The letter comes in a climate of rising interest in Washington in Chinese investment in Hollywood, and in Wanda’s aggressive deals specifically. On Wednesday, the Washington Post editorial board granted some legitimacy to those concerns, drawing a distinction between fear-mongering over Japanese investments a generation ago and uneasiness with China’s genuine record of censorship today.
“It is not far-fetched to assume that China would seek to spread pro-regime propaganda via ownership of U.S. entertainment media,” the editorial board stated.
In his letter, Culberson expressed concern that Hollywood will engage in self-censorship to access the Chinese market. He cited the case of “Captain Phillips,” which did not get Chinese distribution. Some at Sony speculated that the film did not make it past Chinese censors due to its positive portrayal of the U.S. military.

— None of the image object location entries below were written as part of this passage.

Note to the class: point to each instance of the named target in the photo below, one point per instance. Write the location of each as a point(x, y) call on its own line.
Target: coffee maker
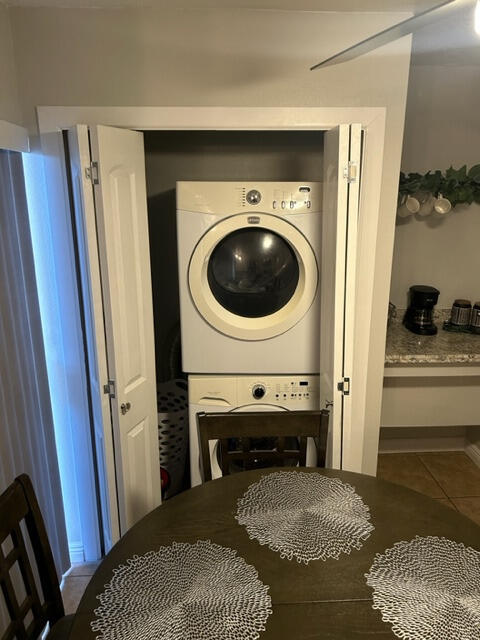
point(419, 315)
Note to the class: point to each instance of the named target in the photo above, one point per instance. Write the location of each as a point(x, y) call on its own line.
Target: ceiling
point(281, 5)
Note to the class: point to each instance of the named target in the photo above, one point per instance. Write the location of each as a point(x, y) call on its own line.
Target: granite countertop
point(405, 347)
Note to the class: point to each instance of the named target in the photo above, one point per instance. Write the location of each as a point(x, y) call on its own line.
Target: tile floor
point(75, 584)
point(449, 477)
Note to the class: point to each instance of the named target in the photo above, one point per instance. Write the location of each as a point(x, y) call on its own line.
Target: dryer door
point(253, 277)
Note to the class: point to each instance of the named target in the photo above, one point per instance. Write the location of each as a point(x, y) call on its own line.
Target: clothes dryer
point(248, 258)
point(245, 393)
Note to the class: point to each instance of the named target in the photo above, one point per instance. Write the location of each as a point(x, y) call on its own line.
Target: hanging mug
point(408, 206)
point(426, 201)
point(442, 205)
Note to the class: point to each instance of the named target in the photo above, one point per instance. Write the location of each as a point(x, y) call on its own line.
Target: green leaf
point(474, 173)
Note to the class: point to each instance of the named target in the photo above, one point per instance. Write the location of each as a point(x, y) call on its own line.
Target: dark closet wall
point(209, 155)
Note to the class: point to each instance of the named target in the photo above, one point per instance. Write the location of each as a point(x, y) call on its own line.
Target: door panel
point(339, 240)
point(352, 438)
point(86, 226)
point(334, 225)
point(120, 197)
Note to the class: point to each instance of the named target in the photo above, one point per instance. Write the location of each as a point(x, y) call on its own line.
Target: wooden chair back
point(245, 426)
point(28, 614)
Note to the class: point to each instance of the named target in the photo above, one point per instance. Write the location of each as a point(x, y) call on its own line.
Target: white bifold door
point(109, 192)
point(341, 184)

Culberson wants the Justice Department to investigate whether Chinese companies doing business in Hollywood should be forced to register under the Foreign Agents Registration Act (FARA), which regulates lobbying by foreign governments. The act includes exemptions for artistic activity and for “nonpolitical” commerce.
“FARA is an important and significantly underutilized tool the department has at its disposal to address concerns about foreign agents and propaganda in the United States,” Culberson wrote, “but it is clear that the department will need to update its strategy, guidance, and perhaps, seek additional legislative authority to update the law to address new threats.”
Culberson’s letter appeared on the website of China Owns Us, a campaign organized by Richard Berman, a well known D.C. provocateur.